La relation avec son enfant ? Intissar dit : « Je ne sais pas comment résoudre cette situation. » Jusque-là, elle n’a pas porté plainte pour prouver la paternité de l’enfant, craignant pour sa réputation, celle de sa famille et par peur pour l’avenir de cet enfant « qui n’a rien fait ».

La psychiatre d’Intissar insiste sur l’importance d’exprimer sa tristesse par les paroles ou par les larmes. Mais cette dernière n’en est plus capable. Pleurer lui donne des migraines. Elle a perdu le goût et développé une claustrophobie. Devant ces « chocs à répétition », la jeune mère commente : « Mieux vaut en rire ! » Mais elle ajoute : « Les sentiments n’entrent plus en compte pour moi. Tout ce que je sais maintenant, c’est que je vis par devoir. Il y a des personnes qui dépendent de moi. »

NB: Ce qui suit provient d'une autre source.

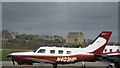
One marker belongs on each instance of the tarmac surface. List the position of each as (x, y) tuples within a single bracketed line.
[(8, 64)]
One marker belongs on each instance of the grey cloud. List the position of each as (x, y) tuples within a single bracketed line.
[(49, 18)]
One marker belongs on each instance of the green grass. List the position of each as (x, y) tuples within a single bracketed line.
[(5, 52)]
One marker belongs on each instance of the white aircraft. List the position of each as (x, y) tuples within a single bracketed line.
[(62, 55)]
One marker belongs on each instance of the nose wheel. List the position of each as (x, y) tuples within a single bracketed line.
[(83, 65)]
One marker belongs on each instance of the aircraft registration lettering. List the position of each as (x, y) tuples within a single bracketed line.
[(66, 59)]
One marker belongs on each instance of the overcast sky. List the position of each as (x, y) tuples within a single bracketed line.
[(41, 18)]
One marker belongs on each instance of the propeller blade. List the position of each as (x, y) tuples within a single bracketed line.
[(13, 61)]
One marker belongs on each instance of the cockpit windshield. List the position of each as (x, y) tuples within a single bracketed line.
[(35, 50)]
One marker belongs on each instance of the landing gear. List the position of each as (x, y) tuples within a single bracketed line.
[(109, 66), (54, 65), (83, 65), (117, 65)]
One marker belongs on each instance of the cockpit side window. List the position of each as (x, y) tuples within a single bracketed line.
[(68, 52), (41, 51)]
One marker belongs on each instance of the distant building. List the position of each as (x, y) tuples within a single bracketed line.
[(75, 38), (51, 38)]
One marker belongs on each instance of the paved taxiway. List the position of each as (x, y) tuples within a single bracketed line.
[(8, 64)]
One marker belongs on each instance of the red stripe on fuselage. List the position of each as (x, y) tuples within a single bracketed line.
[(79, 57), (111, 52)]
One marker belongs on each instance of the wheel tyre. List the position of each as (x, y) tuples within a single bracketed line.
[(110, 66)]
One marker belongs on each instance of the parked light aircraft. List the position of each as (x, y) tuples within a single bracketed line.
[(62, 55)]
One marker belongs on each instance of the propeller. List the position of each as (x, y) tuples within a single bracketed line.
[(13, 61)]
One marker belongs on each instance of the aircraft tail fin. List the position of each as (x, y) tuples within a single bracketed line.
[(99, 43)]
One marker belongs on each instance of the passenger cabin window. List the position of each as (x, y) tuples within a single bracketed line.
[(105, 50), (68, 52), (60, 52), (110, 50), (117, 50), (52, 51), (41, 51)]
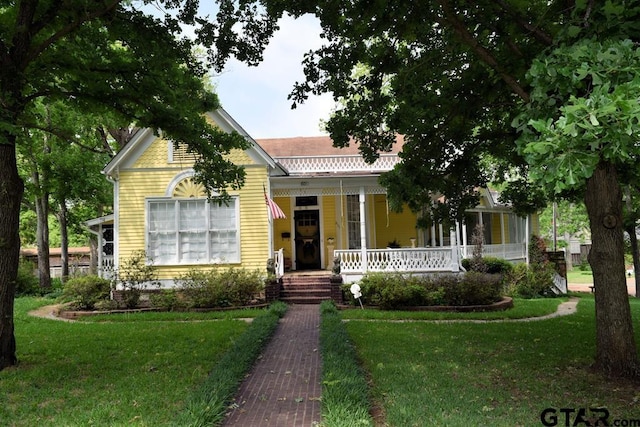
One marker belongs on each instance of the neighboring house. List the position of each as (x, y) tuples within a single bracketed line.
[(333, 205)]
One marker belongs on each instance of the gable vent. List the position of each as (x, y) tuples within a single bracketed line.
[(178, 153)]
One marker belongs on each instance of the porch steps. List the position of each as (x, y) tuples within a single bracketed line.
[(311, 288)]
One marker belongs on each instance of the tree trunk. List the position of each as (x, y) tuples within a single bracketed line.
[(11, 190), (64, 239), (44, 264), (616, 353)]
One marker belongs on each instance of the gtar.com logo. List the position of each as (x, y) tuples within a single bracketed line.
[(570, 417)]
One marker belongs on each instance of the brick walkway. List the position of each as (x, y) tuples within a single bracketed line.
[(283, 388)]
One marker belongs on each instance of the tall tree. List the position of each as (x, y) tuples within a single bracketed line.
[(109, 58), (451, 76)]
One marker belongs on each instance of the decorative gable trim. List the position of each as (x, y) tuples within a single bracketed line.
[(145, 137)]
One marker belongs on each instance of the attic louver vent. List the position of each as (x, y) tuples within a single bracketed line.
[(178, 153)]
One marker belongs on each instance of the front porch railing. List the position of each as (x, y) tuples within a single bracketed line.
[(401, 260)]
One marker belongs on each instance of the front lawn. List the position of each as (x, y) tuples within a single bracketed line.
[(111, 373), (498, 373)]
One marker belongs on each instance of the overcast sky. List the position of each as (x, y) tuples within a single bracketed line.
[(256, 97)]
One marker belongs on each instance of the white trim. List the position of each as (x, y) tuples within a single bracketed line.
[(209, 259)]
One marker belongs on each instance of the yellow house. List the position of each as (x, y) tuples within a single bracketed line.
[(333, 210)]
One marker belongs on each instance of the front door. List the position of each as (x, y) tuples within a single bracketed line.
[(307, 239)]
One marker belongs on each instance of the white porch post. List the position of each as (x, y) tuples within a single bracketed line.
[(455, 261), (526, 240), (464, 239), (363, 230), (504, 246)]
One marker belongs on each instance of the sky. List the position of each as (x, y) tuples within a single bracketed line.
[(256, 97)]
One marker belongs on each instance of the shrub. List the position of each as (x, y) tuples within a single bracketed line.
[(224, 288), (84, 292), (474, 288), (492, 265), (134, 274), (166, 299), (392, 291), (27, 283), (530, 282)]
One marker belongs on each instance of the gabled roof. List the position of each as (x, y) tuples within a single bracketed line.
[(145, 137), (316, 156), (314, 146)]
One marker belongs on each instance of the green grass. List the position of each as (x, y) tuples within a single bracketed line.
[(113, 373), (523, 308), (175, 316), (579, 276), (345, 395), (498, 374), (207, 405)]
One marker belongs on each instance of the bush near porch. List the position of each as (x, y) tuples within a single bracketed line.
[(391, 291), (196, 289)]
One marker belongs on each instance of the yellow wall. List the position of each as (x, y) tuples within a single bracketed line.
[(151, 175), (399, 227), (283, 226)]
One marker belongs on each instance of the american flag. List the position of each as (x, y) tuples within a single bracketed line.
[(272, 207)]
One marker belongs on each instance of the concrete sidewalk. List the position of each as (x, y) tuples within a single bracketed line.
[(283, 388)]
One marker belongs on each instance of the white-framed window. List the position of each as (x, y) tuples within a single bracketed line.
[(192, 231)]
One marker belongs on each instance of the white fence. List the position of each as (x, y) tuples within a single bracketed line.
[(402, 260), (508, 251), (353, 264)]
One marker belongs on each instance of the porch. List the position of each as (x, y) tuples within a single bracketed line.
[(354, 263)]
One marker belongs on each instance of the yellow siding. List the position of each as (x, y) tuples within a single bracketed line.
[(283, 226), (157, 156), (400, 227), (152, 180), (496, 229)]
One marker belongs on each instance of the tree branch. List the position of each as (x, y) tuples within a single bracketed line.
[(64, 31), (483, 53), (532, 29)]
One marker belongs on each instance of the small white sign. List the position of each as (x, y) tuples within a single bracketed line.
[(355, 290)]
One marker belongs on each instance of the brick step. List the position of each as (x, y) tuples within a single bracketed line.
[(286, 293), (304, 300), (306, 279)]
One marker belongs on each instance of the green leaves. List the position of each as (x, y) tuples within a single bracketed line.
[(598, 119)]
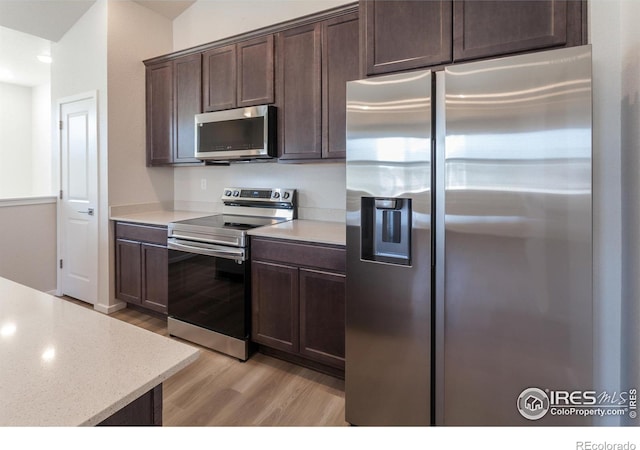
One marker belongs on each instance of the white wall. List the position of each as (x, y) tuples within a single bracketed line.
[(321, 187), (80, 66), (135, 33), (630, 161), (15, 141), (28, 244), (615, 37), (41, 150)]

Les conditions de vie d’Intissar vont de mal en pis : l’aide mensuelle que sa famille reçoit ne dépasse plus les 75 dollars par mois (soit 64 euros). Récemment, un texto de la branche locale du Programme alimentaire mondial l’avertissait de l’arrêt de l’aide pour les jeunes mères. Pour faire des économies, elle achète désormais des couches bébés premier prix, qui provoquent des irritations sur les cuisses de son nouveau-né. Ses autres enfants vont de temps en temps travailler dans des ateliers de menuiserie ou de forgerie, pour un salaire misérable. Les cartes Internet prépayées se rajoutent aux dépenses, car ses enfants ont besoin de connexion pour suivre leurs cours en ces temps de pandémie. Durant les 20 jours qui ont précédé notre rencontre, Intissar n’avait pas un sou à la maison. Les factures s’accumulent et leur nourriture se résume à du pain.